Decoding Pig Emotions with a Machine Learning Algorithm

We can now decode pigs' emotions. Using thousands of acoustic recordings gathered throughout the lives of pigs, from their births to deaths, an international team of researchers is the first in the world to translate pig grunts into actual emotions across an extended number of conditions and life stages. The research is led by the University of Copenhagen, the ETH Zurich and the France's National Research Institute for Agriculture, Food and Environment (INRAE), and can be used to improve animal welfare in the future.

Is a pig grunt worth a thousand words? Perhaps so. In a new study, an international team of researchers from Denmark, Switzerland, France, Germany, Norway and the Czech Republic have translated pig grunts into emotions. The findings have been published today in Scientific Reports.

Using more than 7,000 audio recordings of pigs, the researchers designed an algorithm that can decode whether an individual pig is experiencing a positive emotion ("happy" or "excited"), a negative one ("scared" or "stressed") or somewhere in between. The recordings were collected in a wide range of situations encountered by commercial pigs, both positive and negative, from when they are born until their deaths.
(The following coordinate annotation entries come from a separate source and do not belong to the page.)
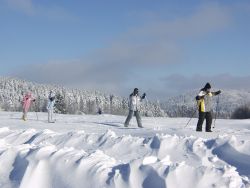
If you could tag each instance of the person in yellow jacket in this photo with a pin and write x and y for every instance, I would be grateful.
(204, 101)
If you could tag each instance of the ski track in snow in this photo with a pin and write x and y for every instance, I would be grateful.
(97, 151)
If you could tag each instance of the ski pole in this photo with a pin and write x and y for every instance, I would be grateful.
(147, 109)
(216, 111)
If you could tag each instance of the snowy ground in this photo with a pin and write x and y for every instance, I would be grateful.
(97, 151)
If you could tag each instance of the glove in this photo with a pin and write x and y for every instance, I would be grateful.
(218, 92)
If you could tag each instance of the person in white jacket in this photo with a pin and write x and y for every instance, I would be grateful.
(134, 107)
(50, 107)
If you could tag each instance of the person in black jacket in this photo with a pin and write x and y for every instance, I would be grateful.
(204, 101)
(134, 107)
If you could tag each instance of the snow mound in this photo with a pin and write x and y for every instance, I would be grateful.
(47, 159)
(98, 155)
"With this study, we demonstrate that animal sounds provide great insight into their emotions. We also prove that an algorithm can be used to decode and understand the emotions of pigs, which is an important step towards improved animal welfare for livestock," says Associate Professor Elodie Briefer of the University of Copenhagen's Department of Biology at the University of Copenhagen, who co-led the study.

Short grunts are 'happy' grunts

The researchers recorded pig sounds in both commercial and experimental scenarios, which based on the behavior of the pigs, are either associated with a positive or negative emotion. Positive situations included, for example, times when piglets suckle from their mothers or when they are united with their family after being separated. The emotionally negative situations included, among others, separation, fights between piglets, castration and slaughter.
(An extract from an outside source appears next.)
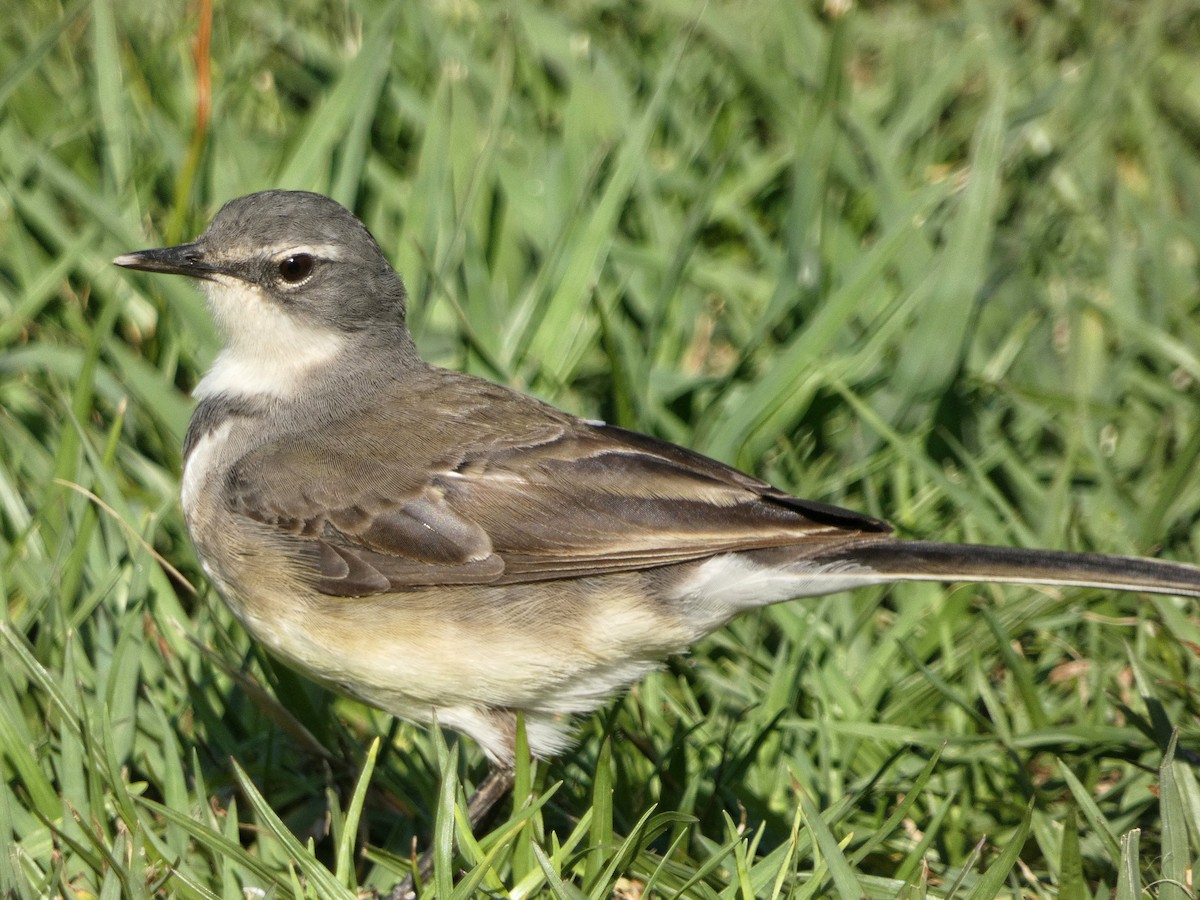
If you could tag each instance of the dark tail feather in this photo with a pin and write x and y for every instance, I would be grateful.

In experimental stables, the researchers also created various mock scenarios for the pigs, designed to evoke more nuanced emotions in the middle of the spectrum. These included an arena with toys or food and a corresponding arena without any stimuli. The researchers also placed new and unfamiliar objects in the arena for the pigs to interact with. Along the way, the pigs' calls, behavior and heartrates were monitored and recorded when possible.

The researchers then analyzed the more than 7,000 audio recordings to see if there was a pattern in the sounds as a function of the emotions, and if they could discern the positive situations and emotions from the negative ones. As already revealed in previous research, the researchers collected more high-frequency calls (such as screams and squeals) in negative situations. At the same time, low-frequency calls (such as barks and grunts) occurred both in situations where the pigs experienced positive or negative emotions.